For a petrolhead, there are few things more enjoyable than the simple act of driving. Of course, that’s not an option if you’re in self-isolation and you’ll have to look elsewhere for your fix.

Sim racing can offer just that. If you own an Xbox or Playstation, Forza Motorsport and Gran Turismo Sport provide an accessible way into virtual racing. Those looking to get a little more serious may want to invest in a full steering wheel and cockpit setup, which is perfect for more hardcore PC simulators like Assetto Corsa, rFactor and iRacing.

Read a Haynes manual to bolster mechanical knowledge

Haynes
Why not take on board some new mechanical knowledge? (Haynes)

A refreshing way to pass some time is the good old method of picking up a book, and a Haynes manual is always a treat for a petrolhead.

Whether it’s to learn how to fix your own car or a family member’s, or simply tp bolster your knowledge on your dream machine, these detailed repair manuals can be therapeutic to just browse through. Perfect for the self-isolated, then.

In with the kids? Buy a Scalextric set

Scalextric
Though the digital age may have seen its popularity decline, Scalextric still provides some fast-paced fun. (PA)

Self-isolation with kids in the house sounds like it will eventually drive you mad if you can’t keep them entertained, and that’s why we’re suggesting the classic Scalextric set.

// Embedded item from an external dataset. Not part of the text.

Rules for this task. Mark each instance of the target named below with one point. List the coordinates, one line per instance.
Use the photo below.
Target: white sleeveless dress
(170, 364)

Its popularity may have fallen by the wayside in the digital age, but there’s still a satisfying element to winning out on the slot car track. It’s also just a great way to share your love of cars with the little ones.

Binge video streaming sites

Motoring content is becoming more common in video streaming services. (PA)

Let’s face it, in today’s world, most people just want to mindlessly binge TV while stuck at home and we’re no exceptions to this.

For petrolheads, there’s a great amount of content to watch. Netflix has just recently published the second series of ‘Drive To Survive’ which gives a great behind the scenes look at Formula One, while Amazon’s ‘The Grand Tour’ continues to be a big hitter for fans of Clarkson, Hammond and May. The BBC also has the latest ‘Top Gear’ episodes free on iPlayer, providing you have a TV licence.

That’s just to name a few, as well. There’s loads of motoring content to be found, so we’d recommend having a dive in.